# Math Help - Probability mass funcitons

1. ## Probability mass funcitons

a jury of 12 people is randomly selected from a group of 8 red hat, 7 blue hat,3 green hat and 20 yellow hat potential jurors. Let R, B, G and Y be the # of jurors, respectively. Calculate the joit probability mass function of R,B,G,Y and the marginal probability mass function of R

2. Originally Posted by Andreamet
a jury of 12 people is randomly selected from a group of 8 red hat, 7 blue hat,3 green hat and 20 yellow hat potential jurors. Let R, B, G and Y be the # of jurors, respectively. Calculate the joit probability mass function of R,B,G,Y and the marginal probability mass function of R
You're dealing with a multinomial distribution with n = 12, $p_R = \frac{8}{38} = \frac{4}{19}$, $p_B = \frac{7}{38}$, $p_G = \frac{3}{38}$ and $p_Y = \frac{20}{38} = \frac{10}{19}$.

The joint pmf for R, B, G and Y is therefore given by

$p(r, b, g, y) = \frac{12!}{r!\, b! \, g! \, y!} \, \left( \frac{4}{19} \right)^r \, \left( \frac{7}{38} \right)^b \, \left( \frac{3}{38} \right)^g \, \left( \frac{10}{19} \right)^y$

where r + b + g + y = 12.

The marginal pmf of R is found by calculating

$\Pr(R = r) = \sum_b \sum_g \sum_y p(r, b, g, y)$

$= \sum_b \sum_g \sum_y \frac{12!}{r!\, b! \, g! \, y!} \, \left( \frac{4}{19} \right)^r \, \left( \frac{7}{38} \right)^b \, \left( \frac{3}{38} \right)^g \, \left( \frac{10}{19} \right)^y$

where b + g + y = 12 - r.

3. Originally Posted by mr fantastic
[snip]
The marginal pmf of R is found by calculating

$\Pr(R = r) = \sum_b \sum_g \sum_y p(r, b, g, y)$

$= \sum_b \sum_g \sum_y \frac{12!}{r!\, b! \, g! \, y!} \, \left( \frac{4}{19} \right)^r \, \left( \frac{7}{38} \right)^b \, \left( \frac{3}{38} \right)^g \, \left( \frac{10}{19} \right)^y$

where b + g + y = 12 - r.
Well, I suppose to ease my conscience I should point out that this marginal pmf is binomial .....

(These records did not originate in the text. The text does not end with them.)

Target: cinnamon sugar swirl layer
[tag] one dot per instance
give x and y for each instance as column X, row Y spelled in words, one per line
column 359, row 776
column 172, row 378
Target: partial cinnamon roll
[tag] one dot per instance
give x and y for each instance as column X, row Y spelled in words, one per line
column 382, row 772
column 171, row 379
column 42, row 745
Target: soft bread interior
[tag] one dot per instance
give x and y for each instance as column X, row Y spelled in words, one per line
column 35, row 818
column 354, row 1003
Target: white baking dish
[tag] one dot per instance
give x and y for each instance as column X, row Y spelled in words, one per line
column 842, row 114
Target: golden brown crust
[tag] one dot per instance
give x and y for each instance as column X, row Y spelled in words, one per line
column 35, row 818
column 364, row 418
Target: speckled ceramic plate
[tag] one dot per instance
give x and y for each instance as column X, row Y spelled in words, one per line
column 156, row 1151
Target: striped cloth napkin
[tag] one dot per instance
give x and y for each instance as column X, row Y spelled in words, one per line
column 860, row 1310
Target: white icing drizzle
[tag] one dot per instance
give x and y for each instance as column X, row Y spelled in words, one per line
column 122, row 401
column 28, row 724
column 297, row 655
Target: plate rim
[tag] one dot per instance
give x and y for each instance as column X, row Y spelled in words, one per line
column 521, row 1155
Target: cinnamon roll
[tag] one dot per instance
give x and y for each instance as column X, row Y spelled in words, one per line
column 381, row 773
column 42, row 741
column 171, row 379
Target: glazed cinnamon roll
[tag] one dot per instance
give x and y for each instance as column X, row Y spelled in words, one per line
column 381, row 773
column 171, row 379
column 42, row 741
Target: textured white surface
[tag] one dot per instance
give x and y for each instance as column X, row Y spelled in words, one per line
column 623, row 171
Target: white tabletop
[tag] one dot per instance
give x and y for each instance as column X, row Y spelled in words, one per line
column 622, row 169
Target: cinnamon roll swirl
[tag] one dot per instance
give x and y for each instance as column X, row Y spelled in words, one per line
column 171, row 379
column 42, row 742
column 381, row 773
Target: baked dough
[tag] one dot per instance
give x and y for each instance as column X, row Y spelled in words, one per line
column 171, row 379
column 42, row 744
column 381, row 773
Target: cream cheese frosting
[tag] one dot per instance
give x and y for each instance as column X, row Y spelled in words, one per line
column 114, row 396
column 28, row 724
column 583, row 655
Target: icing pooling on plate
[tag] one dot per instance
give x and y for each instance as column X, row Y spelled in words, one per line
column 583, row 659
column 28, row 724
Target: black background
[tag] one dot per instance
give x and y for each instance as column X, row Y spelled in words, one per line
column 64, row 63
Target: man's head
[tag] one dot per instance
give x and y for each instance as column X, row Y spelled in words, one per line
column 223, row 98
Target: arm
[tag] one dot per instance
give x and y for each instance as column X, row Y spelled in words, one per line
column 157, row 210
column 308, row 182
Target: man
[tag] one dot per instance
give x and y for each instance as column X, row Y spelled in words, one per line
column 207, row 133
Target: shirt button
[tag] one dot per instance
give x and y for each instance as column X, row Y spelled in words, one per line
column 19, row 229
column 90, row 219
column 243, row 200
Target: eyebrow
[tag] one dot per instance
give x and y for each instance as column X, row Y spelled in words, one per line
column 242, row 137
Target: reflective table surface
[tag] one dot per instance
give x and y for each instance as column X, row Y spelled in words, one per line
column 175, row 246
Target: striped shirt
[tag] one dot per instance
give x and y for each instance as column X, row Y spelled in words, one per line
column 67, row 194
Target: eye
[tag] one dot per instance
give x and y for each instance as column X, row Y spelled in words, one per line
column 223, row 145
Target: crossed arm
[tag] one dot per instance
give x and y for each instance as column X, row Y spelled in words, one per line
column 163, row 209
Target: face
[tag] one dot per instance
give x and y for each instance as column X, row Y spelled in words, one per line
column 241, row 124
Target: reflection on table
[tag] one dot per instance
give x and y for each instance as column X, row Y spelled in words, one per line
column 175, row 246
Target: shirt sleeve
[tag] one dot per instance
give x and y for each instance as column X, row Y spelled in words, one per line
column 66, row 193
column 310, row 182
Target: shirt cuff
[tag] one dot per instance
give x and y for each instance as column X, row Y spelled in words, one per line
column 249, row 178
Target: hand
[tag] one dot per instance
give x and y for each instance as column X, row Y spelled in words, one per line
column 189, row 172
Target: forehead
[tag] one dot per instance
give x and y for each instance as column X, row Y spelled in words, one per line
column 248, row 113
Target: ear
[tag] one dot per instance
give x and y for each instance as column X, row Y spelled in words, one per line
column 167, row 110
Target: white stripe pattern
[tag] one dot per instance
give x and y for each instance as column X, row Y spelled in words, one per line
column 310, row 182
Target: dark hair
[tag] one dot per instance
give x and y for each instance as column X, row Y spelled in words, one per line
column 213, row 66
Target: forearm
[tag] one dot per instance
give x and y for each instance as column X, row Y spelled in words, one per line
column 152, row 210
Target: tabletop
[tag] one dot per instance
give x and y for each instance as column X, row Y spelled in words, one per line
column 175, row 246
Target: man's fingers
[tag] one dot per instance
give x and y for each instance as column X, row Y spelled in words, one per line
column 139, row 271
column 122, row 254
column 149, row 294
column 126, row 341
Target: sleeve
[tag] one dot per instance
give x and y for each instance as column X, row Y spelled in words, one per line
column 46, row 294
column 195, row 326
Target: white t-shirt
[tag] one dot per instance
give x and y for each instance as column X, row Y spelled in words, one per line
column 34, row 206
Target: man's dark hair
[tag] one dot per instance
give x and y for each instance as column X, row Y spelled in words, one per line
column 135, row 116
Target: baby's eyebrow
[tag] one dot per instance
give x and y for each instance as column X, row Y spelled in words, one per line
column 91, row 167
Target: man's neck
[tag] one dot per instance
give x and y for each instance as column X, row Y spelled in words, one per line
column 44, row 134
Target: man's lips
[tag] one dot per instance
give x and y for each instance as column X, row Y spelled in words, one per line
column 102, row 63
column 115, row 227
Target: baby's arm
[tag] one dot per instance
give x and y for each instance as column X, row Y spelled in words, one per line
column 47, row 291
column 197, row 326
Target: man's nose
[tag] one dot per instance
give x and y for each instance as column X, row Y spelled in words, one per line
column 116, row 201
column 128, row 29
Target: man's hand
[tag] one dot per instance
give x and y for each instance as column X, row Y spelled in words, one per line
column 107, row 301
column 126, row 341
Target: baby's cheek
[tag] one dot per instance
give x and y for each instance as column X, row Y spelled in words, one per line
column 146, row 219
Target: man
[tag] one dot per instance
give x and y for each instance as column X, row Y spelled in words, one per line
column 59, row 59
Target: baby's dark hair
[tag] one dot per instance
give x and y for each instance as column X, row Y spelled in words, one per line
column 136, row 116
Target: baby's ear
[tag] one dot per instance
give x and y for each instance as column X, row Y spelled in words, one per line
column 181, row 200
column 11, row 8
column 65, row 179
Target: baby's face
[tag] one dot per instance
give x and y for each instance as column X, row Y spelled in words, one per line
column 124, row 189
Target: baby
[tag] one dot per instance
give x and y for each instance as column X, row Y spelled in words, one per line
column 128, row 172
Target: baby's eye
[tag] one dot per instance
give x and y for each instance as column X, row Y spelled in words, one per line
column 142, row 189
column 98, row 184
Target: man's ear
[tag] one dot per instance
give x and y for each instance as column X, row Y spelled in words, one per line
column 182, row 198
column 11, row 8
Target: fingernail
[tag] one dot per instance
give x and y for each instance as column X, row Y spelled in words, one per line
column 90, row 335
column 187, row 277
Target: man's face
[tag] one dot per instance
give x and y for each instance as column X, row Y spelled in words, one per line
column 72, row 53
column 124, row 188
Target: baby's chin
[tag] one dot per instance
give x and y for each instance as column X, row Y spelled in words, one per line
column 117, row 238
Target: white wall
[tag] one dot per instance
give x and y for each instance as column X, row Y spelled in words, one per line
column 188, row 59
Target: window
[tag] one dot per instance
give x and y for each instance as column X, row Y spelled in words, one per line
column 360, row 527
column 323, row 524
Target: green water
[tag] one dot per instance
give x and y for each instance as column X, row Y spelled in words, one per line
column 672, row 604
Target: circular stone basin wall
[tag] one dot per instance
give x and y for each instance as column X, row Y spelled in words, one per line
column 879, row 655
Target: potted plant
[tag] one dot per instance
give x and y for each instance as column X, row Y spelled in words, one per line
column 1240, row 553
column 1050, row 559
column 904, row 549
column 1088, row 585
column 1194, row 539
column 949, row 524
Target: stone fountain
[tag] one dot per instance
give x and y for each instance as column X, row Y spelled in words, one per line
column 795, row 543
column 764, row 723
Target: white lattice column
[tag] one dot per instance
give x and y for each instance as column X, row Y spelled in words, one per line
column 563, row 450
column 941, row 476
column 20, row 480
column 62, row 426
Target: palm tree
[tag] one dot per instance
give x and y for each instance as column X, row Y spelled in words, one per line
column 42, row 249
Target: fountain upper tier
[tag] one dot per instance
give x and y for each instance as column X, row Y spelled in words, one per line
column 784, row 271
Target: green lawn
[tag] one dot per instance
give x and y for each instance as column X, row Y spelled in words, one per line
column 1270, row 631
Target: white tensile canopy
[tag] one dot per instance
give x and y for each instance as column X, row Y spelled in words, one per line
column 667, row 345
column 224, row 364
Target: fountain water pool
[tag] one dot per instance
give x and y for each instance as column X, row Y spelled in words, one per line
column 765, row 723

As you select hats you'll have successes and failures with selecting red ones. It's not hard to see then that

R ~ Binomial $\left( n = 12, \, p = \frac{4}{19} \right)$, that is,

$\Pr(R = r) = {12 \choose r} \left( \frac{4}{19}\right)^r \left( \frac{15}{19}\right)^{12-r}$.

4. Originally Posted by Andreamet
a jury of 12 people is randomly selected from a group of 8 red hat, 7 blue hat,3 green hat and 20 yellow hat potential jurors. Let R, B, G and Y be the # of jurors, respectively. Calculate the joit probability mass function of R,B,G,Y and the marginal probability mass function of R
Since the jurors are chosen (I assume) without replacement, the distribution will actually be the multivariate hypergeometric distribution:

$p(r, b, g, y) = \frac{ {8 \choose r} {7 \choose b} {3 \choose g} {20 \choose y}}{{ 38 \choose 12}}$

where r + b + g + y = 12.

You could also build in the r + b + g + y = 12 restriction and write the pmf as:

$p(r, b, g, y) = \frac{ {8 \choose r} {7 \choose b} {3 \choose g} {20 \choose {12 - r - b - g} }}{{ 38 \choose 12}}$.

The marginal pmf for red will be a hypergeometric distribution:

$\Pr (R = r) = \frac{ {8 \choose r} {30 \choose {12 - r}} }{{38 \choose 12}}$.